Open OIDF-automation opened 2 years ago
good call-out. I think what was originally meant was sub_jwk
is a JWK without x5c
, x5u
, x5t
parameters. However, I don’t see the reason not to allow X.509 certificate values if the issuer/wallet is able to manage a cert per user. I am inclined to define sub_jwk
in SIOP as a JWK. or replace it with RFC7800 cnf
(Issue #1540)
Thanks for the clarification! If there’s no imperative to have a “bare” JWK, then my suggestion is to simply remove that qualifier from the definition.
(whether it stays sub_jwk
or becomes a cnf.jwk
or JWT jwk
header)
I am not sure what would be a use case for the user to use X.509 to sign a self-Issued ID Token.

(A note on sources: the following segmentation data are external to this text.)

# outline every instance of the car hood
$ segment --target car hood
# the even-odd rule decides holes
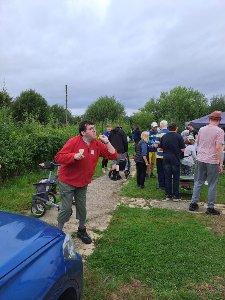
[[[0,279],[63,233],[40,220],[0,211]]]

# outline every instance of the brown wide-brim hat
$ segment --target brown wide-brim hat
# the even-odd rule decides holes
[[[222,115],[221,112],[219,110],[216,110],[212,112],[211,116],[208,116],[208,118],[210,119],[214,119],[214,120],[222,120],[223,118],[221,118]]]
[[[123,128],[122,126],[120,126],[119,125],[115,125],[114,126],[114,129],[115,129],[116,128],[118,128],[119,127],[120,127],[121,129]]]

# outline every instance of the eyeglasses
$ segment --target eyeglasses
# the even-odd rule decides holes
[[[96,126],[94,126],[93,127],[91,127],[90,128],[88,128],[88,130],[90,130],[91,131],[93,131],[94,129],[95,130],[96,130]]]

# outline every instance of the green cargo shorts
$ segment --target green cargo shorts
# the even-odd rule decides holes
[[[70,214],[74,196],[76,209],[76,219],[85,220],[87,216],[86,197],[88,185],[82,188],[74,187],[59,181],[62,204],[58,214],[57,220],[65,223],[70,219]]]

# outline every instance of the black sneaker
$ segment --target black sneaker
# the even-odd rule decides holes
[[[156,187],[155,188],[156,190],[165,190],[164,187]]]
[[[145,188],[146,186],[144,184],[144,185],[140,185],[139,187],[140,188]]]
[[[184,190],[191,190],[193,191],[193,190],[190,187],[188,187],[188,188],[185,188]]]
[[[213,208],[208,208],[206,212],[206,214],[215,214],[216,216],[219,216],[220,214],[220,212],[218,210],[216,210]]]
[[[92,242],[91,237],[88,235],[86,231],[86,226],[83,228],[78,227],[76,236],[81,238],[81,241],[85,244],[91,244]]]
[[[182,200],[182,198],[181,198],[180,196],[173,196],[173,201],[175,201],[176,202],[177,202],[178,201],[181,201]]]
[[[166,200],[167,200],[167,201],[169,201],[169,200],[170,200],[171,199],[173,199],[173,196],[172,195],[166,195]]]
[[[198,204],[194,204],[193,203],[191,203],[189,206],[189,210],[194,212],[195,209],[196,209],[197,208],[199,208],[199,206],[198,206]]]

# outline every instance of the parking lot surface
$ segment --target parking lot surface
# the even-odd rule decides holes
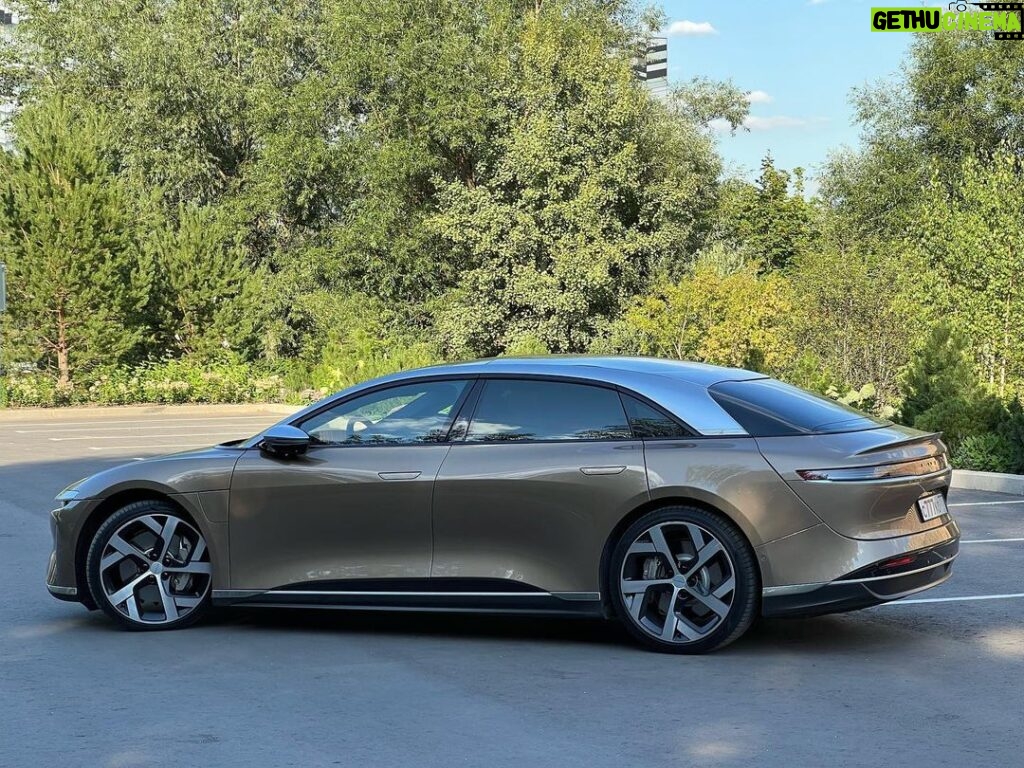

Imported from AB/Connect bitbucket: https://bitbucket.org/openid/connect/issues/1543
Original Reporter: vdzhuvinov
The current
sub_jwk
spec says it MUST be a “bare” key in JWK format.https://openid.net/specs/openid-connect-self-issued-v2-1_0-06.html#name-self-issued-id-token
I was wondering about what that means in practice. I’m also unsure how to interpret the “not an X.509 certificate value”. Is this to mean a JWK with only the mandatory"kty" and those params that define the public key material? Are SIOP and RP expected to check the key for certain things to make sure it conforms with this definition of “bare”?